Sharp regression discontinuity with scikit-learn models#

from sklearn.gaussian_process import GaussianProcessRegressor
from sklearn.gaussian_process.kernels import ExpSineSquared, WhiteKernel
from sklearn.linear_model import LinearRegression

import causalpy as cp

%config InlineBackend.figure_format = 'retina'

Load data#

data = cp.load_data("rd")
data.head()

	x	y	treated
0	-0.932739	-0.091919	False
1	-0.930778	-0.382663	False
2	-0.929110	-0.181786	False
3	-0.907419	-0.288245	False
4	-0.882469	-0.420811	False

Linear, main-effects model#

result = cp.RegressionDiscontinuity(
    data,
    formula="y ~ 1 + x + treated",
    model=LinearRegression(),
    treatment_threshold=0.5,
)

fig, ax = result.plot()

../_images/842bf336bc59dd3e9605788054326b7a50e937781de30ab075e1bbe474b61b8c.png

result.summary(round_to=3)

Difference in Differences experiment
Formula: y ~ 1 + x + treated
Running variable: x
Threshold on running variable: 0.5

Results:
Discontinuity at threshold = 0.19


Model coefficients:
  Intercept      	         0
  treated[T.True]	      0.19
  x              	      1.23

Linear, main-effects, and interaction model#

result = cp.RegressionDiscontinuity(
    data,
    formula="y ~ 1 + x + treated + x:treated",
    model=LinearRegression(),
    treatment_threshold=0.5,
)

result.plot();

Though we can see that this does not give a good fit of the data almost certainly overestimates the discontinuity at threshold.
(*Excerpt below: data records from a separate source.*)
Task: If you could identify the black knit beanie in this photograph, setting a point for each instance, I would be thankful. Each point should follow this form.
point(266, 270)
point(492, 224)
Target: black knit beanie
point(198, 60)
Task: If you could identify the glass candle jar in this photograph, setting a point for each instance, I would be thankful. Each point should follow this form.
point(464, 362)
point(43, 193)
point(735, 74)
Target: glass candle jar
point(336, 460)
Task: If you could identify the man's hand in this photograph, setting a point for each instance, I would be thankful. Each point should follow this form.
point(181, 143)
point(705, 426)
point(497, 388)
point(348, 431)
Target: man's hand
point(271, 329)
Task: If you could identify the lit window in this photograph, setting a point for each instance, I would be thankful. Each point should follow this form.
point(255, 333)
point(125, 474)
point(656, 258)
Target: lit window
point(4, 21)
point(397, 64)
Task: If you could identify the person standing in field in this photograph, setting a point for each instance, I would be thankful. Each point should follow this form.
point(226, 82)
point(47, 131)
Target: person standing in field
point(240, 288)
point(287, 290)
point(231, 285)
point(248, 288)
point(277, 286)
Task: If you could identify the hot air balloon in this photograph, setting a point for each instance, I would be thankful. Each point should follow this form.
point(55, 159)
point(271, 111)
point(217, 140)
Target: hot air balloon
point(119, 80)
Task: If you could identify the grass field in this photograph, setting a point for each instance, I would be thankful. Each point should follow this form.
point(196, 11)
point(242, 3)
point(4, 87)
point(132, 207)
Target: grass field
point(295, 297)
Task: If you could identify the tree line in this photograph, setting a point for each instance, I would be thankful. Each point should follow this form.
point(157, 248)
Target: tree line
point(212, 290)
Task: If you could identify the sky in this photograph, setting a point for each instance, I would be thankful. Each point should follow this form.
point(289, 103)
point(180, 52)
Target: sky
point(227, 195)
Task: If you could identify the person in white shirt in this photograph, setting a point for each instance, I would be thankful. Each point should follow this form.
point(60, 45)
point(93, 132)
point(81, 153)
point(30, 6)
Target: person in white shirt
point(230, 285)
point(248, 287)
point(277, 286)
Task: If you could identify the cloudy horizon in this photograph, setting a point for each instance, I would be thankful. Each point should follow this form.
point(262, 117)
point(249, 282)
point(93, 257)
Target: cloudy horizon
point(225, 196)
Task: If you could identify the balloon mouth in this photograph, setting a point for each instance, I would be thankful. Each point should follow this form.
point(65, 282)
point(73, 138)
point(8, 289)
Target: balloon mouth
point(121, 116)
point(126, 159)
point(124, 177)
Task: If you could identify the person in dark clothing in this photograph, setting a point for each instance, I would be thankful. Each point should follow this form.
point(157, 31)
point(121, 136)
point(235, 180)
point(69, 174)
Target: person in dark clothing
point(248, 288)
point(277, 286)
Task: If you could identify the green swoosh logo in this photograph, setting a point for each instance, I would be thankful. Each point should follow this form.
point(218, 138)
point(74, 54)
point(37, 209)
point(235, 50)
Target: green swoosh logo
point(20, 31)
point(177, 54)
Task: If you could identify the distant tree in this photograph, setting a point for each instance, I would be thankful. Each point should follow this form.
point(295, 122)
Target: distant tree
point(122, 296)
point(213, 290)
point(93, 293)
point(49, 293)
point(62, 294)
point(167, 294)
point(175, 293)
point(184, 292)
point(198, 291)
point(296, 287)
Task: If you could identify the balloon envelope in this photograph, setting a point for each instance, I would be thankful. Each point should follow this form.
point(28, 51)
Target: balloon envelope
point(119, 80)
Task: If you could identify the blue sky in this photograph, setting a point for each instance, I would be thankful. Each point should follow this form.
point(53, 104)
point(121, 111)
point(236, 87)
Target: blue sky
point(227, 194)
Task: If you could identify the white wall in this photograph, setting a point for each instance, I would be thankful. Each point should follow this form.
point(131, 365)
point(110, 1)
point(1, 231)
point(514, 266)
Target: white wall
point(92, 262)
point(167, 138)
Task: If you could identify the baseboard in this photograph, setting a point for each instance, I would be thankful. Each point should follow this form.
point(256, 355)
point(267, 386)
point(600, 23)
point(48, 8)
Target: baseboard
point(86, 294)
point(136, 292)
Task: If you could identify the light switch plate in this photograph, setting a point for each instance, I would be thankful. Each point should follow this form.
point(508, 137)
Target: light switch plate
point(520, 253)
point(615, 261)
result.summary(round_to=3)

Difference in Differences experiment
Formula: y ~ 1 + x + treated + x:treated
Running variable: x
Threshold on running variable: 0.5

Results:
Discontinuity at threshold = 0.92


Model coefficients:
  Intercept        	         0
  treated[T.True]  	      2.47
  x                	      1.32
  x:treated[T.True]	     -3.11

Using a bandwidth#

One way how we could deal with this is to use the bandwidth kwarg. This will only fit the model to data within a certain bandwidth of the threshold. If \(x\) is the running variable, then the model will only be fitted to data where \(threshold - bandwidth \le x \le threshold + bandwidth\).

result = cp.RegressionDiscontinuity(
    data,
    formula="y ~ 1 + x + treated + x:treated",
    model=LinearRegression(),
    treatment_threshold=0.5,
    bandwidth=0.3,
)

result.plot();

We could even go crazy and just fit intercepts for the data close to the threshold. But clearly this will involve more estimation error as we are using less data.

result = cp.RegressionDiscontinuity(
    data,
    formula="y ~ 1 + treated",
    model=LinearRegression(),
    treatment_threshold=0.5,
    bandwidth=0.3,
)

result.plot();

Using Gaussian Processes#

Now we will demonstrate how to use a scikit-learn model.

kernel = 1.0 * ExpSineSquared(1.0, 5.0) + WhiteKernel(1e-1)
result = cp.RegressionDiscontinuity(
    data,
    formula="y ~ 1 + x + treated",
    model=GaussianProcessRegressor(kernel=kernel),
    treatment_threshold=0.5,
)

fig, ax = result.plot()

Using basis splines#

result = cp.RegressionDiscontinuity(
    data,
    formula="y ~ 1 + bs(x, df=6) + treated",
    model=LinearRegression(),
    treatment_threshold=0.5,
)

fig, ax = result.plot()

result.summary(round_to=3)

Difference in Differences experiment
Formula: y ~ 1 + bs(x, df=6) + treated
Running variable: x
Threshold on running variable: 0.5

Results:
Discontinuity at threshold = 0.41


Model coefficients:
  Intercept      	         0
  treated[T.True]	     0.407
  bs(x, df=6)[0] 	    -0.594
  bs(x, df=6)[1] 	     -1.07
  bs(x, df=6)[2] 	     0.278
  bs(x, df=6)[3] 	      1.65
  bs(x, df=6)[4] 	      1.03
  bs(x, df=6)[5] 	     0.567

Effect Summary Reporting#

For decision-making, you often need a concise summary of the causal effect. The effect_summary() method provides a decision-ready report with key statistics. Note that for Regression Discontinuity, the effect is a single scalar (the discontinuity at the threshold), similar to Difference-in-Differences.

Note

OLS vs PyMC Models: When using OLS models (scikit-learn), the effect_summary() provides confidence intervals and p-values (frequentist inference), rather than the posterior distributions, HDI intervals, and tail probabilities provided by PyMC models (Bayesian inference). OLS tables include: mean, CI_lower, CI_upper, and p_value, but do not include median, tail probabilities (P(effect>0)), or ROPE probabilities.

# Generate effect summary for the final model (basis splines)
stats = result.effect_summary()
stats.table

	mean	ci_lower	ci_upper	p_value
discontinuity	0.407683	0.388323	0.427043	0.0

# View the prose summary
print(stats.text)

The discontinuity at threshold was 0.41 (95% CI [0.39, 0.43]), with a p-value of 0.000.

# You can specify the direction of interest (e.g., testing for an increase)
stats_increase = result.effect_summary(direction="increase")
stats_increase.table

	mean	ci_lower	ci_upper	p_value
discontinuity	0.407683	0.388323	0.427043	0.0